Neuroprotective Effects of the Cellular Prion Protein in Autoimmune Optic Neuritis

Although the pathologic role of the prion protein in transmissible spongiform encephalopathic diseases has been widely investigated, the physiologic role of the cellular prion protein (PrPC) is not known. Among the many functions attributed to PrPC, there is increasing evidence that it is involved in cell survival and mediates neuroprotection. A potential role in the immune response has also been suggested. However, how these two functions interplay in autoimmune disease is unclear. To address this, autoimmune optic neuritis, a model of multiple sclerosis, was induced in C57Bl/6 mice, and up-regulation of PrPC was observed throughout the disease course.
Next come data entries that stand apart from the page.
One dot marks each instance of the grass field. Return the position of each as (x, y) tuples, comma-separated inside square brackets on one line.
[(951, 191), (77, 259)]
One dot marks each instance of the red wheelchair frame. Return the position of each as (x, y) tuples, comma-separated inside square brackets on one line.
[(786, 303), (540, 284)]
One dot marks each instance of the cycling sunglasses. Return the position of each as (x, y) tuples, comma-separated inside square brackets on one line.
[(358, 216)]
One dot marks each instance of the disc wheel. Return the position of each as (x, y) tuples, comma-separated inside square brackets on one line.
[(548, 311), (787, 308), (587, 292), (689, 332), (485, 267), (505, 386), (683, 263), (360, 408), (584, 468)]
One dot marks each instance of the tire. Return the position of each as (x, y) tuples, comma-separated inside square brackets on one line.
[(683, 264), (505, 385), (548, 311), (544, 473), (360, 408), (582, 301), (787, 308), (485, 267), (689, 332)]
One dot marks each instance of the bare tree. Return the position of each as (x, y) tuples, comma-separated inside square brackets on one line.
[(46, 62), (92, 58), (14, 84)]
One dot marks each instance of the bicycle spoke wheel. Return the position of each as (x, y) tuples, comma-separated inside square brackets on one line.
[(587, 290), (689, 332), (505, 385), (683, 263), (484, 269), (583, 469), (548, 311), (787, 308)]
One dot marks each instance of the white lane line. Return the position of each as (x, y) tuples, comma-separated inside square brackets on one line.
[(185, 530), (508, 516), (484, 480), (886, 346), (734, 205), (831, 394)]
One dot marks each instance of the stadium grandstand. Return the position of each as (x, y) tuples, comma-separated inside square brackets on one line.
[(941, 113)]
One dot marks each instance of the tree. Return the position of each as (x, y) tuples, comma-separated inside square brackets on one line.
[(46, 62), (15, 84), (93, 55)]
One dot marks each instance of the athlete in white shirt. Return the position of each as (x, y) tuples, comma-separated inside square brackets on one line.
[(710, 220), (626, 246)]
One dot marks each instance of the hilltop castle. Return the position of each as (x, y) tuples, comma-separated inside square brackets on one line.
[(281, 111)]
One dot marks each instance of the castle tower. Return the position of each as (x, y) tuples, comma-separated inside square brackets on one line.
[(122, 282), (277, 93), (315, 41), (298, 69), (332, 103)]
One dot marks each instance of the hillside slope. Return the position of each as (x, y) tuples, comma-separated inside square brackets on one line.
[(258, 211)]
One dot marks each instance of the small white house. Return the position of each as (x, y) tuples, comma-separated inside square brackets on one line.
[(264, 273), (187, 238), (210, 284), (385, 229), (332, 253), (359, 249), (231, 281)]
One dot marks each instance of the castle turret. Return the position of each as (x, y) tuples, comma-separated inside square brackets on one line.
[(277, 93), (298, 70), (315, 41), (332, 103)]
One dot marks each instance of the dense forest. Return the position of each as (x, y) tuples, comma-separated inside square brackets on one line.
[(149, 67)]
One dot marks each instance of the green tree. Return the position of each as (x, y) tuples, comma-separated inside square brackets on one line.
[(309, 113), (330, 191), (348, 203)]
In addition, compared with wild-type mice, in PrPC-deficient mice and mice overexpressing PrPC, histopathologic analysis demonstrated that optic neuritis was exacerbated, as indicated by axonal degeneration, inflammatory infiltration, and demyelination. However, significant neuroprotection of retinal ganglion cells, the axons of which form the optic nerve, was observed in mice that overexpressed PrPC. Conversely, mice lacking PrPC demonstrated significantly more neurodegeneration. This suggests that PrPC may have a neuroprotective function independent of its role in regulating the immune response.